You can do two things:
use linked tables
"compact" the database(s) every once in a while
The linked tables will not in of themselves limit the overall size of the database, but it will "package" it in smaller, more manageable files. To look in to this:
'File' menu + 'Get External data' + 'Linked tables'
Linked tables also have many advantages such as allowing one to keep multiple versions of data subset, and selecting a particular set by way of the linked table manager.
Compacting databases reclaims space otherwise lost as various CRUD operations (Insert, Delete, Update...) fragment the storage. It also regroup tables and indexes, making search more efficient. This is done with
'Tools' menu + 'Database Utilities' + 'Compact and Repair Database...'
You're really pushing up against the limits of MS Access there — are you aware that the file can't grow any larger than 2GB?
I presume you've already examined the data for possible space saving through additional normalization? You can "archive" some of the tables for previous months into separate MDB files and then link them (permanently or as needed) to your "current" database (in which case you'd actually be benefiting from what was probably an otherwise bad decision to start new tables for each month).
But, with that amount of data, it's probably time to start planning for moving to a more capacious platform.
You should really think about your db architecture. If there aren't any links between the tables you could try to move some of them to another database (One db per year :) as a short-term solution..

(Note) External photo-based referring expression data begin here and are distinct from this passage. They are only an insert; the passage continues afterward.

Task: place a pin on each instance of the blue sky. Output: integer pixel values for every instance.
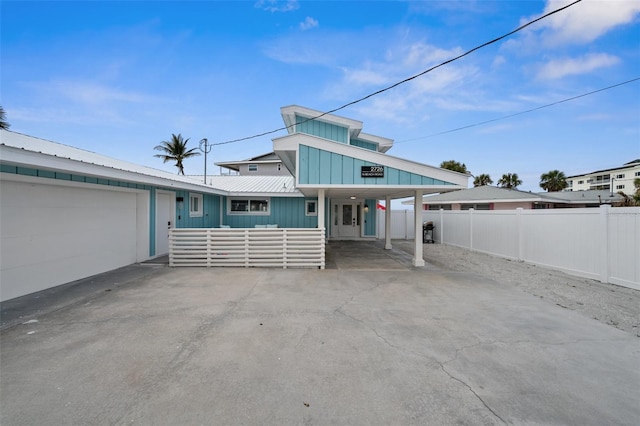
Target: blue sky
(119, 77)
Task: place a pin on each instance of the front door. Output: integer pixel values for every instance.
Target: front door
(348, 220)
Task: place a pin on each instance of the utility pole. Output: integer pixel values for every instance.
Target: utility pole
(206, 149)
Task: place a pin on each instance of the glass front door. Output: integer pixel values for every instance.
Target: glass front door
(347, 220)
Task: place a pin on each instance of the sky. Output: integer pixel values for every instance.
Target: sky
(119, 77)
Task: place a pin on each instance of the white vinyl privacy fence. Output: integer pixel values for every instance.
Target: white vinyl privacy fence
(598, 243)
(247, 247)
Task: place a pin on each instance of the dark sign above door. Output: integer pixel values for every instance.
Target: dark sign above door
(372, 171)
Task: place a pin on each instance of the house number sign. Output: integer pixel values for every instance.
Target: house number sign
(372, 171)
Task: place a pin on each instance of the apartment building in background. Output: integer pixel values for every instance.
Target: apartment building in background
(612, 180)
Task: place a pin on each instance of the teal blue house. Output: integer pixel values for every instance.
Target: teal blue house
(67, 213)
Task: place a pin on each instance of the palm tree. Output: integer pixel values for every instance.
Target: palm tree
(482, 180)
(553, 181)
(456, 166)
(3, 119)
(509, 181)
(176, 150)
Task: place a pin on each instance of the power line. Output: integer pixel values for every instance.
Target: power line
(495, 40)
(521, 112)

A couple of “Grasping at straws” ideas
Look at the data types for each column, you might be able to store some numbers as bytes saving a small amount per record
Look at the indexes and get rid of the ones you don’t use. On big tables unnecessary indexes can add a large amount of overhead.

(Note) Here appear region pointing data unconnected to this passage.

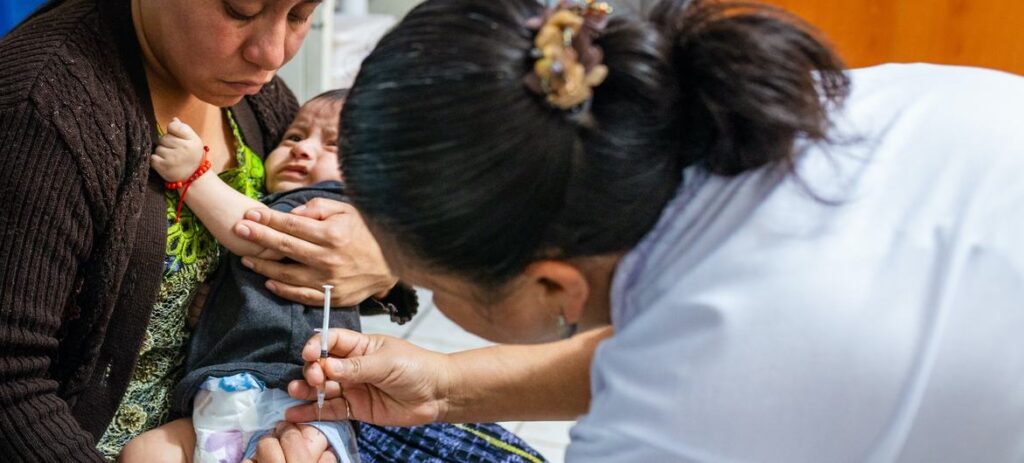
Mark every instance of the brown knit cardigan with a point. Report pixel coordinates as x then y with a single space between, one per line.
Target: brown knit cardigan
82 221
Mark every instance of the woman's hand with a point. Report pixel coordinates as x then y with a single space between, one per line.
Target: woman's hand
373 378
329 243
293 444
179 152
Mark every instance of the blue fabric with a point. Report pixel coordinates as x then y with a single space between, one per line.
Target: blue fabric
441 443
12 11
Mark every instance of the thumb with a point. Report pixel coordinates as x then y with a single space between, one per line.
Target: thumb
181 130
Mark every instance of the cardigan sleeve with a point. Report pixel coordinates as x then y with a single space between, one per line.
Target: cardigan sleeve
46 232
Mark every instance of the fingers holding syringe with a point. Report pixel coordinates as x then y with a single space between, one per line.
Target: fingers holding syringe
341 342
302 390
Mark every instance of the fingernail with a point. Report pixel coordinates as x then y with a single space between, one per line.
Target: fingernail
336 367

I would + 2^64 the suggestions about the database design being a bit odd but nothing that hasn’t already been said so I wont labour the point
well .. Listen to #Larry, and keep in mind that, on the long term, you'll have to find another database to hold your data!

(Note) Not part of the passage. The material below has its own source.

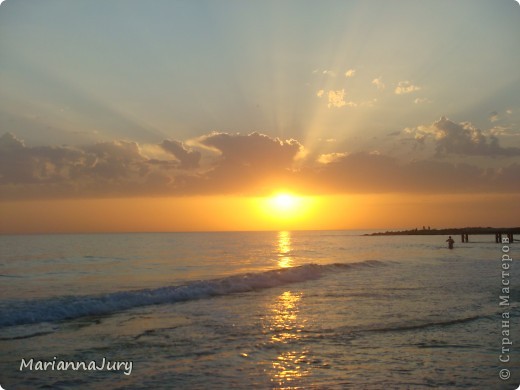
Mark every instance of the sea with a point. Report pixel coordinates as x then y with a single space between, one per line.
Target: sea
258 310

But on the short term, I am quite disturbed by this "4 new tables per month" thing. 4 tables per month is 50 per year ... That surely sounds strange to every "database manager" here. So please tell us: how many rows, how are they built, what are they for, and why do you have to build tables every month?
Depending on what you are doing with your data, you could also think about archiving some tables as XML files (or even XLS?). This could make sense for "historic" data, that do not have to be accessed through relations, views, etc. One good example would be the phone calls list collected from a PABX. Data can be saved as/loaded from XML/XLS files through ADODB recordsets or the transferDatabase method
Adding more tables every month: that is already a questionable attitude, and seems suspicious regarding data normalisation.
If you do that, I suspect that your database structure is also sub-optimal regarding field sizes, data types and indexes. I would really start by double checking those.
If you really have a justification for monthly tables (which I cannot imagine, again), why not having 1 back-end per month ?
You could also have on main back-end, with, let's say, 3 month of data online, and then an archive db, where you transfer your older records.
I use that for transactions, with the main table having about 650.000 records, and Access is very responsive.